KS : Je sais, je sais. La raison pour laquelle je n’utilise au maximum que deux guitares en règle générale est que… quand vous entendez des chants sur nos disques, il y a au maximum deux guitares et une basse… et de la batterie. Et quand il n’y a pas de chant, il y a un repiquage. Et le repiquage est habituellement un genre de retour samplé ou une flûte, une voix, un mix de tout ça sampléensemble. Ah oui, il y a une autre chanson avec beaucoup de guitares, « Sometimes ». Dans « Sometimes »,  il y avait sept guitares acoustiques qui jouaient en même temps. On a ajouté un effet de la gauche jusqu’à la droite et une des guitares acoustiques a été branchée sur un ampli Marshall, mais ça ne sonne pas comme beaucoup de guitares. La chanson qui sonne comme s’il y avait beaucoup de guitares n’en a en fait qu’une seule, et celle qui sonne plus sobrement en a quelques-unes.

 

-C’est très intéressant. Votre technique de guitare avec les tremolo est assez unique mais comment avez-vous fait pour établir un tel style ?

KS : Un ami à moi, en 1988 quand le label Creation nous a proposé d’enregistrer notre premier EP, m’a prêté du matériel. Je n’avais pas de bon matos à l’époque. Il m’a laissé utiliser  son Jazzmaster. Il y avait un bras à tremolo dessus. C’était la première fois que je jouais de la guitare avec ce genre de tremolo et j’ai adoré. En deux heures, j’étais tombé amoureux. Quelques mois plus tard, j’ai acheté une Jaguar quand on a fait  « Isn’t Anything ». C’était une Jaguar japonaise. On a enregistré  « Isn’t Anything » avec une Jaguar japonaise. Ce qui est drôle d’ailleurs vous savez, c’est que tous les instruments qu’on a utilisés pour enregistrer « Isn’t Anything » sont des instruments qui ont été fabriqués au Japon.  En fait non, je me souviens qu’il y avait certaines basses qui étaient des Fender Precision. Donc non pas du tout, mais la plupart venaient quand même du japon.

 

-D’ailleurs, l’un des titres préférés de M. Ito est «Feed Me With Your Kiss» de « Isn’t Anything » mais quand il a écouté le morceau récemment, le son lui a rappelé les Go Betweens et Faust. Qu’est ce que vous pensez de la comparaison ?

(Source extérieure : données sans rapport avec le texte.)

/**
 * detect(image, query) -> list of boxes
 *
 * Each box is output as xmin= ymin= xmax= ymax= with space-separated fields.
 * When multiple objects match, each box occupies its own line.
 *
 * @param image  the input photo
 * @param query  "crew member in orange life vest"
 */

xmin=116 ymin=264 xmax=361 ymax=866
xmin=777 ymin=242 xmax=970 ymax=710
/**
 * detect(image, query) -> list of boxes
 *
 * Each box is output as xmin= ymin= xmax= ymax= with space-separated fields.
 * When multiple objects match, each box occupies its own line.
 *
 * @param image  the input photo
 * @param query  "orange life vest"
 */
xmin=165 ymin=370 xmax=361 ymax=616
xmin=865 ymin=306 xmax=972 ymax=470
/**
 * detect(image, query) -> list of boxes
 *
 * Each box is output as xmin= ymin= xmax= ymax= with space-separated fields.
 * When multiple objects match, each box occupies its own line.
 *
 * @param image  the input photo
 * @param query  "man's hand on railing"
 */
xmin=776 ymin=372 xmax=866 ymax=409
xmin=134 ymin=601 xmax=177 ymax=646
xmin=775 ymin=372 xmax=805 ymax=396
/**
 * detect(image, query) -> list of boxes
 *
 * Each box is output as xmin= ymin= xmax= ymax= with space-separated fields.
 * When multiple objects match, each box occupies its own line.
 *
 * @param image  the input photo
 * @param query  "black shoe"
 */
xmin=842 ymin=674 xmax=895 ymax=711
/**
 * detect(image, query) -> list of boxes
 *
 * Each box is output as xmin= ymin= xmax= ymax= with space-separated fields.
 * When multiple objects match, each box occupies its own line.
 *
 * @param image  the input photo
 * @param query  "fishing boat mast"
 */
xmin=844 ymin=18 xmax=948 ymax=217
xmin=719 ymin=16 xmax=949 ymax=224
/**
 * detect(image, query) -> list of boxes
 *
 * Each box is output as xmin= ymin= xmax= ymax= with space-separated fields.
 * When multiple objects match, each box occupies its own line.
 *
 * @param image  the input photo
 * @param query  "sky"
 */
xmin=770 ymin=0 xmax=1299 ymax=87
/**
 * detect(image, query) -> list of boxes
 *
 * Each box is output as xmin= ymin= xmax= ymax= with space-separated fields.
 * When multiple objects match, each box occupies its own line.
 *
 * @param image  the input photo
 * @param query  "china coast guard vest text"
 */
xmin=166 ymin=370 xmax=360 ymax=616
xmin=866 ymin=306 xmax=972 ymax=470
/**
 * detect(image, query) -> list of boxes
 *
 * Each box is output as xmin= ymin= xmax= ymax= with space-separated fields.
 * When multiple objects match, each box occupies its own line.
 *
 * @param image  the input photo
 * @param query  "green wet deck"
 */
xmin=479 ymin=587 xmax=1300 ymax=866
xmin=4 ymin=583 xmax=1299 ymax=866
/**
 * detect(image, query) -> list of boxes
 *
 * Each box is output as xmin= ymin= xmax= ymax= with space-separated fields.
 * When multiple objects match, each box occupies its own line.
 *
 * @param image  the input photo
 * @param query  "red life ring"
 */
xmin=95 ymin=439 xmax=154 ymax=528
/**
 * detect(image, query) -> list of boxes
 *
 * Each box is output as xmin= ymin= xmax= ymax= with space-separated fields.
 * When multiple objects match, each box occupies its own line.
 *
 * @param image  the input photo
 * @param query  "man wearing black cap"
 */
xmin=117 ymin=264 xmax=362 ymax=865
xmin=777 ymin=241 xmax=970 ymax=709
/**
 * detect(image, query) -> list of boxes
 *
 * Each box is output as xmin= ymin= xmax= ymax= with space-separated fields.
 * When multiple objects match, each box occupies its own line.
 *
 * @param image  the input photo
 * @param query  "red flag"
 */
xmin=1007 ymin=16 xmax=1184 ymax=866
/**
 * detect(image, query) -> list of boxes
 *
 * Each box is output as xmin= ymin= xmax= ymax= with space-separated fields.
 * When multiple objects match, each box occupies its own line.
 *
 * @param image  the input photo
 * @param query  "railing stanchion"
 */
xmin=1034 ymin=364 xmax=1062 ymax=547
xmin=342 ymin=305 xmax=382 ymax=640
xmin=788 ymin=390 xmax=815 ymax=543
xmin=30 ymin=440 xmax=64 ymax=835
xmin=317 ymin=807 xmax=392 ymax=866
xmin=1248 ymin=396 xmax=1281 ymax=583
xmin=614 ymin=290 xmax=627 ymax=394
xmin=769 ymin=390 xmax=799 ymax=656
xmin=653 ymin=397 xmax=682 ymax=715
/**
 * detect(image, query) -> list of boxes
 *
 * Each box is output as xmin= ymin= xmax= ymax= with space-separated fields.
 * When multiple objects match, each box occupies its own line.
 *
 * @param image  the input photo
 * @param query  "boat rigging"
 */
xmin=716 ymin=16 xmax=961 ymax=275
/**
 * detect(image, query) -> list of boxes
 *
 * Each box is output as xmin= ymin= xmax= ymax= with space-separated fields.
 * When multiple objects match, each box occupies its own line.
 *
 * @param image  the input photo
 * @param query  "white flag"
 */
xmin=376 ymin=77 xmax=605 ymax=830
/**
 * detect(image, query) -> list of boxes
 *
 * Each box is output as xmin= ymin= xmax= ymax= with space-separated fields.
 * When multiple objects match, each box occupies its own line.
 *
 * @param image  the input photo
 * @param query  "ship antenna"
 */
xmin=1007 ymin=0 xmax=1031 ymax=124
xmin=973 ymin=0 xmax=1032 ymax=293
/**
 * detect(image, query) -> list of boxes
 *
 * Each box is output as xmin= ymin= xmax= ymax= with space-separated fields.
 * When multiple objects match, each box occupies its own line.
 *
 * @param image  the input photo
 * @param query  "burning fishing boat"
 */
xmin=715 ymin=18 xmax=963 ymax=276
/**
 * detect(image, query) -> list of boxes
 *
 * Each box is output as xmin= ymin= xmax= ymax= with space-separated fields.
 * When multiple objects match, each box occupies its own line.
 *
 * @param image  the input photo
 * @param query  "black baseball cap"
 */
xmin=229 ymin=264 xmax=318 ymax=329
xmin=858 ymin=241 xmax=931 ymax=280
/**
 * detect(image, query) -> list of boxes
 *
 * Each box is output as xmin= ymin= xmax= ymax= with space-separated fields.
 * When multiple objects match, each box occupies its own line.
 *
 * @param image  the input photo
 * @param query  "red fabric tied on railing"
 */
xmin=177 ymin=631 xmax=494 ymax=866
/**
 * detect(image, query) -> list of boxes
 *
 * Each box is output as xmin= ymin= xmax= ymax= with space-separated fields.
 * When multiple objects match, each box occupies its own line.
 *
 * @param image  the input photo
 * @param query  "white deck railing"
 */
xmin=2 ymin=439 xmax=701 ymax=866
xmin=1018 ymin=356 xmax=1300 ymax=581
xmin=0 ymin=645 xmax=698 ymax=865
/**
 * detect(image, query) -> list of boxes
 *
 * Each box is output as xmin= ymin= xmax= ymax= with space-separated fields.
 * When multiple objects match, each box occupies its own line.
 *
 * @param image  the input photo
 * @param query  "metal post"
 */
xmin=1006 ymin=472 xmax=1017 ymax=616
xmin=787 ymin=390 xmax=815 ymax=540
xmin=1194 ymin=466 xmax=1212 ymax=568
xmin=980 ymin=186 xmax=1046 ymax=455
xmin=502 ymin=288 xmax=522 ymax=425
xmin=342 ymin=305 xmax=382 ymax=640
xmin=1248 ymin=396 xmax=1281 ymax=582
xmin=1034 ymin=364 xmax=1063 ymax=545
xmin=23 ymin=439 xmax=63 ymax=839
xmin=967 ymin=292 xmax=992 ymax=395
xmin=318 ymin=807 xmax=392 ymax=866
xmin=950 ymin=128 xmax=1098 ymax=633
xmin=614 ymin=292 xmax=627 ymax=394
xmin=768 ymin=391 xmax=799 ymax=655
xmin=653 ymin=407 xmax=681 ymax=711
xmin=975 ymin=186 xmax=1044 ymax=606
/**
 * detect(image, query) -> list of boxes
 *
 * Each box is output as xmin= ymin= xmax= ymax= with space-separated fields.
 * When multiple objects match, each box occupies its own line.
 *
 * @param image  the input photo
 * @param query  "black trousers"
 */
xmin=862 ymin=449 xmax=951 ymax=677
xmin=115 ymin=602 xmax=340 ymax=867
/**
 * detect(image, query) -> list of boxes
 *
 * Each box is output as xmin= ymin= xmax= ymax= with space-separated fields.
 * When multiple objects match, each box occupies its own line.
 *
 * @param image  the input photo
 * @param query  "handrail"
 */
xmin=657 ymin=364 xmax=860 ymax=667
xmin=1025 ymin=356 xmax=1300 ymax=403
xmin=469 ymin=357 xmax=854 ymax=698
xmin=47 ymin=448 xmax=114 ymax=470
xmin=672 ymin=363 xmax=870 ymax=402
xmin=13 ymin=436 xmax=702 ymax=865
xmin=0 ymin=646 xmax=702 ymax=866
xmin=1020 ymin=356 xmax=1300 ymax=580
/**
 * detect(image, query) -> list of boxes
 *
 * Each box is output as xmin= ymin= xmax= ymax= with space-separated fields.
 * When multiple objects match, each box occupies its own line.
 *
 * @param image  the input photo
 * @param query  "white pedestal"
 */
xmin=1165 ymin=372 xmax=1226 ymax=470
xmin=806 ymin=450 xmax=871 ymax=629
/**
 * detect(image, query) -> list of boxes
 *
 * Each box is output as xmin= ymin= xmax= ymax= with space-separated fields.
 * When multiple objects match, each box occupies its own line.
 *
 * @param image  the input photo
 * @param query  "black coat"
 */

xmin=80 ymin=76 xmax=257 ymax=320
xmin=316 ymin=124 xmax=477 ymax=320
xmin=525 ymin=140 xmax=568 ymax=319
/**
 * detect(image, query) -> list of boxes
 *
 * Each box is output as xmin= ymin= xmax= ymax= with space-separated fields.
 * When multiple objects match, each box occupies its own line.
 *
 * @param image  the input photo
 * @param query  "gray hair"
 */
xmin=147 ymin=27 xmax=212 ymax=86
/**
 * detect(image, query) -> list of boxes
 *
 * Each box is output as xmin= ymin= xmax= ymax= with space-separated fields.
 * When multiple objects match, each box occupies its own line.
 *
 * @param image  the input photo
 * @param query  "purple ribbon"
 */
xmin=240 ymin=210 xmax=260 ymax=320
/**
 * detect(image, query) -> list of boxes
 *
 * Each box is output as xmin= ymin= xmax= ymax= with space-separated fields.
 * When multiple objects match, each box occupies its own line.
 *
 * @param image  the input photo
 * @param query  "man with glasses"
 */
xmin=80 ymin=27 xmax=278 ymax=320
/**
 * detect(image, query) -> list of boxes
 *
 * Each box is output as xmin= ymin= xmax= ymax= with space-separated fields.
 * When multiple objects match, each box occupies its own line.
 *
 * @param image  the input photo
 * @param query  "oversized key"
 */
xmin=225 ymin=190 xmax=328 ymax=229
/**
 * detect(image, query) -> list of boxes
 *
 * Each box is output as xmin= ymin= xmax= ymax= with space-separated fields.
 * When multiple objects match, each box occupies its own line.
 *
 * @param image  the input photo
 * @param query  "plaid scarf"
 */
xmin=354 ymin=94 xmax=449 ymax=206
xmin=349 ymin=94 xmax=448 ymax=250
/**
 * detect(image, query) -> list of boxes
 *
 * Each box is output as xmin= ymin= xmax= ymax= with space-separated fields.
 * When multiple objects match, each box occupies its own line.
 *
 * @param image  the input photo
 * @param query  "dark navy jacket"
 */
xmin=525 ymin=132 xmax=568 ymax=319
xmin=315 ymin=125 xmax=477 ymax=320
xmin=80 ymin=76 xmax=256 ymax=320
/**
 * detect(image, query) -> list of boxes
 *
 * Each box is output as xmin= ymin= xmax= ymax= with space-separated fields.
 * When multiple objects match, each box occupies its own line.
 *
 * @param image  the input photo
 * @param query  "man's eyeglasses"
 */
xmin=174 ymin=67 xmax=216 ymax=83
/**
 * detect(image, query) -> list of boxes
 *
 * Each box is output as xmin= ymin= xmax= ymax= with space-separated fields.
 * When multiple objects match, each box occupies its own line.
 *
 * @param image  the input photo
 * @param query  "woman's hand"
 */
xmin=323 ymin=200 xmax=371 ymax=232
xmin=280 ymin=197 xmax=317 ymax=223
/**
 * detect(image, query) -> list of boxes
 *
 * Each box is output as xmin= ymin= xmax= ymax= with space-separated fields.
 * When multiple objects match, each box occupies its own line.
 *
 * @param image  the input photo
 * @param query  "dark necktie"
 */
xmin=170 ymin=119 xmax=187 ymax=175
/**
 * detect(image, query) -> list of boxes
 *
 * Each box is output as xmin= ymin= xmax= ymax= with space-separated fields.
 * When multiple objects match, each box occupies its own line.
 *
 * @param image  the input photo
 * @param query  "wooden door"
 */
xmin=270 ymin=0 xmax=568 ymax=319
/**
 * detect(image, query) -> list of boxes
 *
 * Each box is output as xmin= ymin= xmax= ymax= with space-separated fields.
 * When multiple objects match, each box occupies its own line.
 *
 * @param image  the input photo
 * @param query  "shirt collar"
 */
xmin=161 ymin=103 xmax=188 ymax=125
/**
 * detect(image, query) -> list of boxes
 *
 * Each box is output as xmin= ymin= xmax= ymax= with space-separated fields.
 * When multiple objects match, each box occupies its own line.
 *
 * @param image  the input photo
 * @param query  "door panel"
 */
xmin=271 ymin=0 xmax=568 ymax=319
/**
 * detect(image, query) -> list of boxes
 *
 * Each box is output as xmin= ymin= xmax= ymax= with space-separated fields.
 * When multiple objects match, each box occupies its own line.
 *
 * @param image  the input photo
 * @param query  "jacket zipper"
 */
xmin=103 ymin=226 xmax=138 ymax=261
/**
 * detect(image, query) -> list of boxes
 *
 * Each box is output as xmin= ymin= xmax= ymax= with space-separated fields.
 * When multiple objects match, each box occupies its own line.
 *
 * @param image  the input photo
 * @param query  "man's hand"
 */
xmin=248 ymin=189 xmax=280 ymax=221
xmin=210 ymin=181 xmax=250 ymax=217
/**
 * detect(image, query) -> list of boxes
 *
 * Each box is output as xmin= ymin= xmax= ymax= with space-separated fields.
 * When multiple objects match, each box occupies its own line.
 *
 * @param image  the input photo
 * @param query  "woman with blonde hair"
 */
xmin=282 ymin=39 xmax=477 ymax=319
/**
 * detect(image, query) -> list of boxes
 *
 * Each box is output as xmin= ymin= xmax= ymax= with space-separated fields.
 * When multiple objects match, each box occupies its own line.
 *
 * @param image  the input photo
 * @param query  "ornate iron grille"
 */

KS : Go Betweens ? Hmmmm… Je ne sais pas… Mais c’est marrant parce que quand on a enregistré « Isn’t Anything », l’ingénieur du son qui a fait la moitié de l’album était dans un groupe allemand expérimental qui s’appelait Amon Düül II. Il nous a fait connaitre le Krautrock, cette musique expérimentale de la fin des années 60 au début des années 70, parce qu’il était dans le mouvement. Donc quand on enregistre «Isn’t Anything» j’avais déjà eu une petite introduction à ce genre de musique par lui. Mais pour les Go Betweens je ne sais pas. Ils étaient plutôt bon je crois ceci dit.

 

-Il y avait un album qui s’appelait « Tremolo ». C’est un hommage aux bras à trémolo ?

KS : Ah… un peu. Ouais. Le morceau « To Here Knows When » de l’EP « Tremolo » est assez différent de la version de Loveless. Il a été mixé différemment. La version sur l’EP a plus de mouvement. Plus de… Je ne peux pas l’expliquer très clairement mais il y a plus de mouvement. On avait qu’une seule guitare mais on utilisait un Noise Gate et un compresseur ce qui donnait un autre mouvement aux guitares… Je ne sais pas comment expliquer cela.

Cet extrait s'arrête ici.